Original Flash Gordon comic strip sells for $512,000
As we forecast in our recent extensive feature covering the 2019 science and technology auction year, science fiction memorabilia is hot and getting hotter, regardless of COVID-19. This was validated with the US$512,000 sale last week of the original Sunday comic strip artwork for Flash Gordon #1 – the first appearance of the most influential of all American space opera comic strips. The comic strip artwork sold for $512,000 at Profiles in History, with the original artwork for the first comic strip featuring Jungle Jim, another of Alexander Raymond's creations, fetching $96,000.
The space opera genre began in 1928 when Buck Rogers made his first appearance in Amazing Stories, a science fiction magazine, in August 1928, when he featured in a story entitled Armageddon 2419 A.D. by Philip Francis Nowlan. Buck went on to stardom, at first in a syndicated newspaper comic strip (1929) then a radio program in 1932 and finally a television series. The popularity of the Buck Rogers comic strip meant rival newspaper comic strip syndicates had to produce their own space operas in order to compete.
In late 1933, King Features Syndicate assigned Alexander Raymond to create a Sunday comic page to compete against Buck Rogers and the result was the visually captivating science-fiction epic adventure Flash Gordon that quickly developed an audience far surpassing that of the Buck Rogers franchise.
Raymond’s first Flash Gordon strip debuted on January 7, 1934, introducing the handsome “Flash Gordon, Yale graduate and world-renowned polo player” and his lovely companion, Dale Arden, who parachute out of a crashing plane and are Shanghaied by Dr. Hans Zarkov aboard his rocket ship launched to intercept the threatening planet Mongo hurtling towards Earth.
Thus began the fantastical space opera that, by the late 1930s, was published in 130 newspapers across the globe, translated into eight languages, and read by over 50 million people each week. Quite soon, Flash Gordon was the star of novels and comic books.

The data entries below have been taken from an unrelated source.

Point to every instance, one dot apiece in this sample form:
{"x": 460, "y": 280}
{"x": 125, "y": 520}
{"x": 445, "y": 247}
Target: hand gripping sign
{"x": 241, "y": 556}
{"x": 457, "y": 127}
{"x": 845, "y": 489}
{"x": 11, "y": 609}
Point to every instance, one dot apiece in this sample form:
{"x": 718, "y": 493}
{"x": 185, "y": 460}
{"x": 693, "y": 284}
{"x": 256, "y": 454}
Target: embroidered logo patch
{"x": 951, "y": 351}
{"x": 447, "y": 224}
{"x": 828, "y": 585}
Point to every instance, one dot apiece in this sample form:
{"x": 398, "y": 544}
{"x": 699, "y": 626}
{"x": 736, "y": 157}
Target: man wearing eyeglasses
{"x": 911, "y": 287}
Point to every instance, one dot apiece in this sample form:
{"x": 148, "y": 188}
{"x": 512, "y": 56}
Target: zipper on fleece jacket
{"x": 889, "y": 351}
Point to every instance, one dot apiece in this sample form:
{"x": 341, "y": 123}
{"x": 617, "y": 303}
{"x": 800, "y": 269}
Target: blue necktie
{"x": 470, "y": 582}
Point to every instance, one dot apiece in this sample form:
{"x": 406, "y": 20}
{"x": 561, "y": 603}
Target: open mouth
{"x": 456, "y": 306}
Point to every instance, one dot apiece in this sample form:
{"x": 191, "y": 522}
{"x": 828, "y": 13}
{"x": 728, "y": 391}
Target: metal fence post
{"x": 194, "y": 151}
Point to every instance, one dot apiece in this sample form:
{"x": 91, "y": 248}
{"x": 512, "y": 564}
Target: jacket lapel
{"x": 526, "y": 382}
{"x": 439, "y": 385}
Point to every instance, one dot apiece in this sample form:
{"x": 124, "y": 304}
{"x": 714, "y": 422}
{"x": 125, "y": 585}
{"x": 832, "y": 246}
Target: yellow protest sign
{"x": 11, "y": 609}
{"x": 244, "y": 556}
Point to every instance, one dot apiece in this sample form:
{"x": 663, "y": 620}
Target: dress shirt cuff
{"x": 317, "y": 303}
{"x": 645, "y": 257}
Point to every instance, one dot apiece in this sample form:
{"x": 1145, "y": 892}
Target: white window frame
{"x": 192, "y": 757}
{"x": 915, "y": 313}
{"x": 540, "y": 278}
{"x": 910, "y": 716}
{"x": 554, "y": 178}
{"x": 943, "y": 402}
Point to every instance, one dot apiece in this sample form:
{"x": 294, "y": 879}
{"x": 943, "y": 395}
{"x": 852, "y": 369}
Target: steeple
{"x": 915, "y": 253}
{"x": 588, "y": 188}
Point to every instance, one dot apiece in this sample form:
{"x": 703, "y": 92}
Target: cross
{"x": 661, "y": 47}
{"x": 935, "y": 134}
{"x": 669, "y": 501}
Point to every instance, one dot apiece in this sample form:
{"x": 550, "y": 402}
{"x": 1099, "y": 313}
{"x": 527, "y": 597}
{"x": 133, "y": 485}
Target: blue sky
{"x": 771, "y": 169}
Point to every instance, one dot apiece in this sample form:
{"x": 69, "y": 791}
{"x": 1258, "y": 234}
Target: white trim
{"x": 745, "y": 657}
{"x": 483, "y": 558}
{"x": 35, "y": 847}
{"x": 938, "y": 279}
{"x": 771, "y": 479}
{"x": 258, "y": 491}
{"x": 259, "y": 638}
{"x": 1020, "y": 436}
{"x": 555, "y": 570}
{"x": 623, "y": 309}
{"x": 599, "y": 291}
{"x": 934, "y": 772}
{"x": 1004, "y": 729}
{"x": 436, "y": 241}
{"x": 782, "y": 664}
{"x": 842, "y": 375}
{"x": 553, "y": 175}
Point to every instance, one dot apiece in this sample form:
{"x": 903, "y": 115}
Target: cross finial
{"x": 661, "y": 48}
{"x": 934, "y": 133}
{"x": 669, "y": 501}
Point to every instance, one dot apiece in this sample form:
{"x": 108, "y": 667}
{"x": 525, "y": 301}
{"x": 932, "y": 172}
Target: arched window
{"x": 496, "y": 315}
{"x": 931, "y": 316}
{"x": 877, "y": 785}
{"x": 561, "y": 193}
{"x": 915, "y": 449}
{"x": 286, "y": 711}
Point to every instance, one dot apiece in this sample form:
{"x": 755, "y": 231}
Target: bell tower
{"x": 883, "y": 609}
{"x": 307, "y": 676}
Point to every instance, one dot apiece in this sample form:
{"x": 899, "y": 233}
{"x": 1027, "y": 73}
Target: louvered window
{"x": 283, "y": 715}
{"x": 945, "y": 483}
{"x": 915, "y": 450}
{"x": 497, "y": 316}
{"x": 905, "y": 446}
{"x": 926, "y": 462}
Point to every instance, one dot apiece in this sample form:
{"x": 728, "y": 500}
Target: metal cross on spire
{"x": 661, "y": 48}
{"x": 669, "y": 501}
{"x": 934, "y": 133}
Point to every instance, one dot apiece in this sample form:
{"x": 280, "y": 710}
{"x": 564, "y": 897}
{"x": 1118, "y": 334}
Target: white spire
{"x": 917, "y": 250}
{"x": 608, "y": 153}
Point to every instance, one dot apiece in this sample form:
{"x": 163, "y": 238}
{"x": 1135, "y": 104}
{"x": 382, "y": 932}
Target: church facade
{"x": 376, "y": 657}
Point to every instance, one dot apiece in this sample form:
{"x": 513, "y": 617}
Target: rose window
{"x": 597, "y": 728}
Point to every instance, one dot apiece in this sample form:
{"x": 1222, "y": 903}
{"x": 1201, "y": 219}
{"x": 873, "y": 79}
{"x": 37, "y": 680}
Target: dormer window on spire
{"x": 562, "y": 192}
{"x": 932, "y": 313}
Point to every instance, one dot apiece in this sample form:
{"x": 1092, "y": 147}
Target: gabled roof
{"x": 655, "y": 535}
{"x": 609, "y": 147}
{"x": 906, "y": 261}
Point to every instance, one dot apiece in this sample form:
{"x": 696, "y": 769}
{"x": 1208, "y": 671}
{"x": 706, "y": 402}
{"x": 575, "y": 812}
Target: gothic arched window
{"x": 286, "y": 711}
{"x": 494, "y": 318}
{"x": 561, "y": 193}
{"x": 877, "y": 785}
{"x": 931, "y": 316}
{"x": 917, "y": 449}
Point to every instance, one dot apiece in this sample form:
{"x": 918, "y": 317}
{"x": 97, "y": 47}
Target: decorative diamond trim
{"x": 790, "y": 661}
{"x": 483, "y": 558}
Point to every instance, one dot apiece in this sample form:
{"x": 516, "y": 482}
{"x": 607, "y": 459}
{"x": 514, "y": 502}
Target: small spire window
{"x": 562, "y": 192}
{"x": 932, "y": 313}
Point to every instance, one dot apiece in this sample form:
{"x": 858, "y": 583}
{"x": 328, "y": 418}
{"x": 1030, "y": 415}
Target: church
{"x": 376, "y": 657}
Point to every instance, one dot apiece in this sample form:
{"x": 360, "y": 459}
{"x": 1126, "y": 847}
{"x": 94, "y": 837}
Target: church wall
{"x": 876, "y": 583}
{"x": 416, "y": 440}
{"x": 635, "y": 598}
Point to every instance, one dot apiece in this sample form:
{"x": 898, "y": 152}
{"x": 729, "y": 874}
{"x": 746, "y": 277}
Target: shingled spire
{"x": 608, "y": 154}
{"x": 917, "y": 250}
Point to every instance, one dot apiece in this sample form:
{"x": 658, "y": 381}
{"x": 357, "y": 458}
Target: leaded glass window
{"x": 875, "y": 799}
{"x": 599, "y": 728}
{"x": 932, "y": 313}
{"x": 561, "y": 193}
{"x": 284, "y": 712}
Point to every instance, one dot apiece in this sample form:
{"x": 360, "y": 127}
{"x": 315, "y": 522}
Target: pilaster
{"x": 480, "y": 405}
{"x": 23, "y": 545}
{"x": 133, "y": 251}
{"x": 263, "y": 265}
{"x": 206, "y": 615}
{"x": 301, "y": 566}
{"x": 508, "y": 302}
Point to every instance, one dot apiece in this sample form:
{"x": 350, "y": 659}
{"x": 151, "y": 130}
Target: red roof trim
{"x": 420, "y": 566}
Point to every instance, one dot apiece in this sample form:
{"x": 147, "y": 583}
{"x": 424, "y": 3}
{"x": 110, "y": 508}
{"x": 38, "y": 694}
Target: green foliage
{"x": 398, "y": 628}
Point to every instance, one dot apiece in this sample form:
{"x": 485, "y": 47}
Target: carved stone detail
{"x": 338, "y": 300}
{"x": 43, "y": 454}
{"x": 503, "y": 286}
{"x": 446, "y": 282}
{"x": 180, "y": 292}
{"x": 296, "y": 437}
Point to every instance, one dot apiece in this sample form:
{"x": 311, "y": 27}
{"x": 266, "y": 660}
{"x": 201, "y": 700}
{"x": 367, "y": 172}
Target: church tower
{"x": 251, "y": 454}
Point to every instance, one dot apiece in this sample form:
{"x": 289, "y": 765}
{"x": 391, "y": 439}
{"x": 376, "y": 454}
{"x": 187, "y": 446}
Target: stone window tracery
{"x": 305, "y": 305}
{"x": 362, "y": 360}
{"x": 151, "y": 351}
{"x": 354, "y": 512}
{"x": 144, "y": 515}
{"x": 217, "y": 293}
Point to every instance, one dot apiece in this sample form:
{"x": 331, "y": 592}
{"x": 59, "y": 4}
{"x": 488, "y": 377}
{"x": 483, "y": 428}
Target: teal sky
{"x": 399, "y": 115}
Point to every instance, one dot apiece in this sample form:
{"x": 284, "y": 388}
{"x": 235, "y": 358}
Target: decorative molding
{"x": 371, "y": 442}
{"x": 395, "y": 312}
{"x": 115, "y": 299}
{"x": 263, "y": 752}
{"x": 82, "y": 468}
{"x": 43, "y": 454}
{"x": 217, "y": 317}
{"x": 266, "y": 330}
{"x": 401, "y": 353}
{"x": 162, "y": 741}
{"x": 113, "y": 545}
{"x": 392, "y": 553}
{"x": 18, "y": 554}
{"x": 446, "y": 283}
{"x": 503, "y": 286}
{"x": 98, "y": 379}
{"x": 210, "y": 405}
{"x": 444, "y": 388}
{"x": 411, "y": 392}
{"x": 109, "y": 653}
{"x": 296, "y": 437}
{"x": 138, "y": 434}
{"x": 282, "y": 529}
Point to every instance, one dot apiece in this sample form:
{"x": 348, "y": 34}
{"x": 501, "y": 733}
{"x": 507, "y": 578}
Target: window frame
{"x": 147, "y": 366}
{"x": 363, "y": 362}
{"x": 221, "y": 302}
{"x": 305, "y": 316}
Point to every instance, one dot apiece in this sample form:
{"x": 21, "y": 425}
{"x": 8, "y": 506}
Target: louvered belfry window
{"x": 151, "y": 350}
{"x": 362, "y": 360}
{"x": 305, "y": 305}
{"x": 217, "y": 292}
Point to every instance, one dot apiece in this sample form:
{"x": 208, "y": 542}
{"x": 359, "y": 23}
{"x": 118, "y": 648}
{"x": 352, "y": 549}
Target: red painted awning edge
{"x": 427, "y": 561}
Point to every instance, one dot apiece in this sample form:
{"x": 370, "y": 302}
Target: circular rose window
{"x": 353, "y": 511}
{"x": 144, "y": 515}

As media evolved, so too did Flash Gordon. In 1935, the weekly comic strip was adapted into a 26-episode weekly radio serial entitled The Amazing Interplanetary Adventures of Flash Gordon, a 26-episode weekly radio serial. In late 1935, a daily Flash Gordon radio show began, running four days a week for 60 episodes.
As previously mentioned, the very first appearance of Buck Rogers in a 1928 science fiction magazine entitled Amazing Stories began the entire space opera genre. A copy of the magazine sold at auction last year for $1250.